Key Takeaways
Bankrupt crypto exchange FTX has recently unveiled a revised strategy aimed at distributing 90% of the funds it’s managed to recover to its former customers.
FTX is slated to submit this plan to a U.S. bankruptcy court by December 16th, but this doesn’t guarantee a full 90% recovery for their losses. However, it is expected that the former exchange will submit its proposal to a U.S. bankruptcy court on time.
Sam Bankman-Fried, the former majority shareholder and co-founder of FTX, is on trial in New York on charges of utilizing customer accounts unlawfully to finance the operations of his investment firm, Alameda Research.
According to a statement , the liquidators, under the direction of administrator John Ray, plan to reimburse FTX’s clients with approximately 90% of the “distributable” value, or assets, that they are able to retrieve.
In contrast to the $9 billion asserted by the platform’s creditors, a progress report at the end of August stated that $7.8 billion had been recovered since the bankruptcy filing.
According to Andrew Entwistle, a consumer protection lawyer at Entwistle & Cappucci LLP, “Customers are projected to recover a substantial portion of their losses.”
However, crypto legal expert David Lesperance says that it is not only the actual customers, but those who bought the exchange’s claims at a substantial discount — like NYU Sterns Professor and influential podcaster Scott Galloway — who will get money back.
“Many FTX customers either didn’t have faith in recovery or the luxury of waiting for a payout and sold to their claims at discounts around 25 cents on the dollar,” Lesperance said.
The plan needs to be turned in by December 16 in order for Wilmington, Delaware-based federal judge John Dorsey to approve it.
The liquidators issued a warning, stating that a number of factors, including changes in the value of the digital assets that comprise a portion of the holdings, will determine the ultimate amount of recovered assets, which has not yet been determined.
Lesperance says that while some of the customer money went into assets that have disappeared in the crypto winter, others were invested in companies that saw an excellent ROI, such as Anthrophic.
“The money that went into crypto currencies are subject to this asset classes historical volatility, which means that the final recovered amount will not be known until the final liquidation,” he commented.
Customers of both exchanges “currently anticipate that FTX’s debtors will not be paid in full,” the statement said.

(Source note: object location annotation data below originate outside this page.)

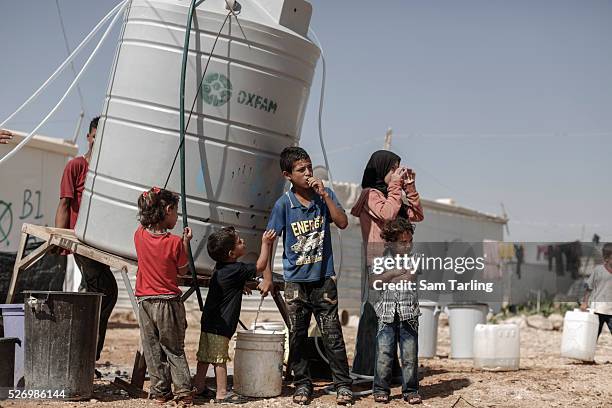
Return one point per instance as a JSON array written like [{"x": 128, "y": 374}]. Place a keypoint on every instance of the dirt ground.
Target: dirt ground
[{"x": 544, "y": 380}]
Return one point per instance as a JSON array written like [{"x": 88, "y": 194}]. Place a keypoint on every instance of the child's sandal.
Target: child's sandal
[
  {"x": 413, "y": 398},
  {"x": 301, "y": 396},
  {"x": 344, "y": 396},
  {"x": 381, "y": 398}
]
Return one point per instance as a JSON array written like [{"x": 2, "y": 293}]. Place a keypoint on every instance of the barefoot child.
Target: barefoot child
[
  {"x": 222, "y": 307},
  {"x": 398, "y": 313},
  {"x": 161, "y": 313}
]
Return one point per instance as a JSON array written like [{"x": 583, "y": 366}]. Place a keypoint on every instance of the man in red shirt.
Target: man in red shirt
[{"x": 97, "y": 277}]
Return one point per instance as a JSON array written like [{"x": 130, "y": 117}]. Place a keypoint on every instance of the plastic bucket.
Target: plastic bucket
[
  {"x": 497, "y": 347},
  {"x": 61, "y": 332},
  {"x": 462, "y": 319},
  {"x": 258, "y": 363},
  {"x": 428, "y": 328},
  {"x": 579, "y": 338},
  {"x": 7, "y": 356},
  {"x": 13, "y": 317}
]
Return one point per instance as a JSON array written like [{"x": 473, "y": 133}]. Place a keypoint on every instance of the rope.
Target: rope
[
  {"x": 72, "y": 85},
  {"x": 64, "y": 64},
  {"x": 81, "y": 99},
  {"x": 196, "y": 97}
]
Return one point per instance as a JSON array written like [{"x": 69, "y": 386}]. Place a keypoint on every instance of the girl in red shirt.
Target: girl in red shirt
[{"x": 161, "y": 313}]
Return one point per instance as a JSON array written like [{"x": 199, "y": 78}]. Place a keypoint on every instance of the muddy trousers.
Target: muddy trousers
[
  {"x": 389, "y": 336},
  {"x": 162, "y": 332},
  {"x": 98, "y": 278},
  {"x": 321, "y": 299}
]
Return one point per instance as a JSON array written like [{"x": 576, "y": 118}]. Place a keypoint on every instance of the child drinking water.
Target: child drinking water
[
  {"x": 398, "y": 313},
  {"x": 161, "y": 313}
]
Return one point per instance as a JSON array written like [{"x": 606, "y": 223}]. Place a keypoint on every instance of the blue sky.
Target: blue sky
[{"x": 490, "y": 101}]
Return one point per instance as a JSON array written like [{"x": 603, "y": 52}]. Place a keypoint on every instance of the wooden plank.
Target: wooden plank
[
  {"x": 34, "y": 256},
  {"x": 22, "y": 245},
  {"x": 74, "y": 245}
]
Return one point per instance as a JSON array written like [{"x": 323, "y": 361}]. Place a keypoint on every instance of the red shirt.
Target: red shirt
[
  {"x": 72, "y": 185},
  {"x": 159, "y": 258}
]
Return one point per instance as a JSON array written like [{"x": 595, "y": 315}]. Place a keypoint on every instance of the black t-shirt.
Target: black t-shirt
[{"x": 224, "y": 299}]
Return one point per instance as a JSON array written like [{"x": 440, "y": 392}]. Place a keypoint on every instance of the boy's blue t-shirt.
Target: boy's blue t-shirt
[{"x": 307, "y": 255}]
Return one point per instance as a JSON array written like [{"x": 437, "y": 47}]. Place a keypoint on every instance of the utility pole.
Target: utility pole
[{"x": 388, "y": 136}]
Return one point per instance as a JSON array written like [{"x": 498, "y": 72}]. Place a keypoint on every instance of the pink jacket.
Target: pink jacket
[{"x": 373, "y": 209}]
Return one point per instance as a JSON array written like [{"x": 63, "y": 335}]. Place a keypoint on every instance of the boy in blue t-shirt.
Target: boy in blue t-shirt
[{"x": 302, "y": 216}]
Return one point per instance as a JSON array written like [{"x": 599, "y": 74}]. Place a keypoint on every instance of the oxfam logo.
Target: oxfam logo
[{"x": 216, "y": 89}]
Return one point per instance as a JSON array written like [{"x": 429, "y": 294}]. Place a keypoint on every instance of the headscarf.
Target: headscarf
[{"x": 377, "y": 168}]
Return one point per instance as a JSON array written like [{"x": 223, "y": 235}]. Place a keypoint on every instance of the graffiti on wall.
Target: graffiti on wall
[{"x": 29, "y": 209}]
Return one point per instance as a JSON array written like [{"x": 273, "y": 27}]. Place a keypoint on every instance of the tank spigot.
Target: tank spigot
[{"x": 233, "y": 5}]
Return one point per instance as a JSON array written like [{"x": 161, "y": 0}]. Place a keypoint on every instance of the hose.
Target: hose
[
  {"x": 315, "y": 39},
  {"x": 72, "y": 85},
  {"x": 182, "y": 149},
  {"x": 360, "y": 379}
]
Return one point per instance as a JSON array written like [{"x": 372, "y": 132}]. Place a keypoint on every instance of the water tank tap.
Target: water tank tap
[{"x": 233, "y": 5}]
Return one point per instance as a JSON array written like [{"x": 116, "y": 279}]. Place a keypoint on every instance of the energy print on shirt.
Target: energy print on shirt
[{"x": 309, "y": 245}]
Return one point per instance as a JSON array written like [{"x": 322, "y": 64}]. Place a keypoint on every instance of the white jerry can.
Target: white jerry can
[{"x": 496, "y": 347}]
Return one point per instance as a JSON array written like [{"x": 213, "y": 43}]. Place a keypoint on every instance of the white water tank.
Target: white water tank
[
  {"x": 579, "y": 339},
  {"x": 251, "y": 105},
  {"x": 497, "y": 347}
]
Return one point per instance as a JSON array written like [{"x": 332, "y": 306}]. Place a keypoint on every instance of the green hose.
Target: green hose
[{"x": 182, "y": 148}]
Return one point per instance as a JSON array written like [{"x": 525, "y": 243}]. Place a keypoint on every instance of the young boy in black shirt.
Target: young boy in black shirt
[{"x": 223, "y": 302}]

With the first major milestone of getting users their money back only coming in December, it is uncertain when the funds will start hitting people’s bank accounts. It is touted to be a long and laborious process, and with the plan only going to court at the end of the year, there could still be years to wait.
On the plus side, there are already funds that have made their way back into the hands of those owing customers, so that piece of the puzzle is complete. Still, with claims being bought and sold, and the ongoing trial of Bankman-fried to contend with, it is not worth getting too excited, too soon.
The task of tidying up the mess left by Sam Bankman-Fried, the founder and former CEO of FTX, falls to John Ray III. Given the large number of former clients who are still unpaid and the about $8 billion balance sheet shortfall, restarting FTX is being considered as one of the simplest methods to expedite the recovery of clients’ assets.
“Together, starting in the most challenging financial disaster I have seen, the debtors and their creditors have created enormous value from a situation that easily could have been a near-total loss for customers,” claimed the new FTX 2.0 CEO John Ray III.
Lesperance explained that while previously criticized for his fees, John Ray seems to have proven his worth.
“Given the disorganisation and lack of record keeping of FTX, tracing and securing this level of recoverable assets is quite commendable. This performance proves that sometimes Boomers can still be useful,” he concluded.
Approximately $8 billion in client cash was missing when FTX filed for bankruptcy, according to the Manhattan US Attorney’s Office.
The prosecution alleges that these monies were utilized to finance Alameda’s hazardous ventures in addition to political contributions and real estate purchases.
Sam Bankman-Fried insists he did nothing improper.